Obviously when I said the constitution required me to do this I was correct and the court has backed me up on that and other county clerks as well,” Ellins said.
Meanwhile, State Senator, amateur snake-handler and history de-gayer, Bill Sharer (R-Farmington) remains desperate to re-discriminate Teh Gays:
Republican state senator Bill Sharer, of Farmington, is already working on a constitutional amendment to overturn the court’s decision. Such an amendment would require a majority of legislators. Then, voters would get to decide whether or not to change the constitution.
Fortunately, that amendment has about as much chance of passing the NM state legislature as a marriage equality bill did for the last ten years. I feel certain a great many New Mexico legislators are breathing a huge sigh of relief that the decision was taken out of their hands, so that none of them has to be on record.
Plus, with the Democratic-majority state House and Senate, there’s essentially zero chance of a state constitutional amendment like this passing in the first place.
New Mexico’s Republican Governor Susana Martinez responded thus:
“My family (believes) marriage is between a man and a woman, and I’ve said that all along,” said Gov.
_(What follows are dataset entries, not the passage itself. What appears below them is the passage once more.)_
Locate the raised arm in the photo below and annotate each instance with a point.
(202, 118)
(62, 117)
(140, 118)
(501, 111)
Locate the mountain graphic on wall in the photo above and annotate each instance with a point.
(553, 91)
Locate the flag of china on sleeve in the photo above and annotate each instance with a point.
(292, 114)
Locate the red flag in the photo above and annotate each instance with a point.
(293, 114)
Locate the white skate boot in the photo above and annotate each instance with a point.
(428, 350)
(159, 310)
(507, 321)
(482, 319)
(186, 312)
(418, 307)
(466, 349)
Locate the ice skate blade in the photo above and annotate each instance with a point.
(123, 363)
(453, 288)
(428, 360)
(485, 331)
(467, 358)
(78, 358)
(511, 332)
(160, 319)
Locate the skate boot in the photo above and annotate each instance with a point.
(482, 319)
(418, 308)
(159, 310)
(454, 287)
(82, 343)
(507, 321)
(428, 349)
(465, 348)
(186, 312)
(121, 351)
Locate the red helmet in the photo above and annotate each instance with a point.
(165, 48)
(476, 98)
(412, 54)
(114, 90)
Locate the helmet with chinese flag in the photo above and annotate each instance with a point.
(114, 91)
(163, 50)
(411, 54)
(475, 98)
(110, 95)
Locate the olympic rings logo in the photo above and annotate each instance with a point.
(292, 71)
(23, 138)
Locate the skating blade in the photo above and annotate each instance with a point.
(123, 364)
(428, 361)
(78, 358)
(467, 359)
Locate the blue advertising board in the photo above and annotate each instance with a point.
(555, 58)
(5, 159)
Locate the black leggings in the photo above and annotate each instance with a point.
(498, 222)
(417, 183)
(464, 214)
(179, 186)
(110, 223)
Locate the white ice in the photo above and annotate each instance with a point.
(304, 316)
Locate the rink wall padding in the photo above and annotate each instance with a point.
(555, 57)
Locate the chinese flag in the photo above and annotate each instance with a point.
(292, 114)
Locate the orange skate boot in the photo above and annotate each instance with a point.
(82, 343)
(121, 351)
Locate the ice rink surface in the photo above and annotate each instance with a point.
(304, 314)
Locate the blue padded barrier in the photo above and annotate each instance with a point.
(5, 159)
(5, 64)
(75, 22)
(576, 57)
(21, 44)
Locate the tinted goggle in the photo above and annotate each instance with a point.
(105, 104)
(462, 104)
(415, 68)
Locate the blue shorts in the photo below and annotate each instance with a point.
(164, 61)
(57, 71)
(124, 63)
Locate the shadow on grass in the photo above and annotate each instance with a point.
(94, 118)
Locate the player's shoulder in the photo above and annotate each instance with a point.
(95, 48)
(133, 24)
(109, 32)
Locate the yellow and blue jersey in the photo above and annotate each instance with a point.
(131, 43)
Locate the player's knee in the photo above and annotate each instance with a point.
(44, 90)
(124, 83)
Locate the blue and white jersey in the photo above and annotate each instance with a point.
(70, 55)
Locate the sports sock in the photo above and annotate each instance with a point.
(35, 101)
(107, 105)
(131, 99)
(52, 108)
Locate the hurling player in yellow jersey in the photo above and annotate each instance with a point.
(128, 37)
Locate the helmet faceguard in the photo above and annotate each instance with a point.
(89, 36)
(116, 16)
Susana Martinez, in response to the ruling. (…) I’m confident that most New Mexicans believe, like I do, that it should have been settled by a vote of the people. Instead, the Supreme Court stepped in and rendered their decision.”
Um, yeah, because letting the general population of those who bother to turn out to vote has been a terrific way of ensuring civil rights and equal protection under the law for historically oppressed minorities. Riiiiiight.
In fact, Justice Chavez and the unanimous ruling of the New Mexico Supreme Court had something to say about that, too:
The very purpose of a Bill of Rights was to withdraw certain subjects from the vicissitudes of political controversy, to place them beyond the reach of majorities and officials and to establish them as legal principles to be applied by the courts. One’s right to life, liberty, and property, to free speech, a free press, freedom of worship and assembly, and other fundamental rights may not be submitted to vote; they depend on the outcome of no elections.